Cleaning Up eBook Conversion Messes: Tips For Success
By Mark Gross, with Devorah Bloom, DCL
In my previous column, Understanding Content Conversion: Unfortunately, There’s No ‘Easy’ Button, I examined the various areas that trip up the eBook conversion process –special characters, tables, hyphenations, and so on. This column follows on that theme, based on a question from a consultant with a major consulting firm:
“…I am researching the time it takes on average to convert from PDF to EPUB, including the time it takes to edit the ‘rough’ EPUB file created by the automated conversion to clean up the formatting errors, resulting in a ‘clean’ EPUB suitable for display on an eReader device. I am having trouble locating such a statistic.”
Why is it so difficult to find this information, you ask? That’s easy. Because there isn’t one specific answer. The time it takes to correct an automated conversion (cleanup errors) depends on many factors:
- complexity of content in the source document
- type of source file
- completeness of the automated converter
- post-conversion, manual cleanup
- skill level of the people doing the work
- how clean do you want it
Most novels are easier to clean up than multi-column textbooks or complex technical content containing formatted tables, images, poetry, sidebars, and footnotes. Complexity increases as the number of complex elements in need of being converted are reconfigured to fit the often much smaller areas of screen real estate common on smartphones, tablets and eBook readers. Even novels are not that simple to convert, as discussed in Devorah Bloom’s webinar, What to Expect from Automated Conversion to eBook, but they are usually quicker to do than complex scientific articles with math, chemistry, and all that stuff.

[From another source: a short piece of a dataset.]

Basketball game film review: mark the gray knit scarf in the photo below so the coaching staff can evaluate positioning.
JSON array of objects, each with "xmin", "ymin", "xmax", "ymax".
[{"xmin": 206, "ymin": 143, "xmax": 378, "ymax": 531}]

The format of your source content will impact how long it will take to prepare your materials for conversion. It’s important to carefully consider all sources available. It may be obvious that converting from paper will be the most costly, as proofreading will be necessary to make sure everything is correct, but even with electronic files, problems can be expected. PDFs, for instance, are the most common type of source file. They come in many variations, and while some are much better sources than others, common problems introduced in PDF files include:
- word spacing
- paragraph delineation
- special characters.
Word processing files, proprietary software formats, standard file types (XML, HTML, etc), and pretty much every other type of file, will also introduce challenges.
Results from automated conversion software (and automated conversion scripts) vary widely, but in most cases if the software you opt to use isn’t tuned to your content, the conversion will be rough. Rough conversions require serious clean-up. It’s almost always best to invest the effort up front to tune the software to the content being converted.
Sometimes, tuning isn’t enough. Some commercial content conversion software (this includes freeware) is overly strict, lacking in the flexibility department. While conversion rules are necessary, you’ll want to use tools that provide the flexibility needed to handle all the situations you’re likely to encounter when converting source content that isn’t as clean as you’d like.
While writers don’t maliciously introduce problems into the documents they create, they are the source of many conversion challenges. It’s not their fault, actually. They lack an understanding of how their actions create conversion problems and have never been equipped with the knowledge (or the tools) needed to produce easy-to-convert documents. But, knowing this fact will make it easier for you to select the approach that works best for your organization.
One approach is to take whatever content you have been provided and work to clean it up, manually.
Another approach is to use commercial conversion software to make a first pass. When problems crop up (and they will), go back and modify the original documents so that they fit the software’s expectations. While this approach is workable, it’s time-consuming and expensive.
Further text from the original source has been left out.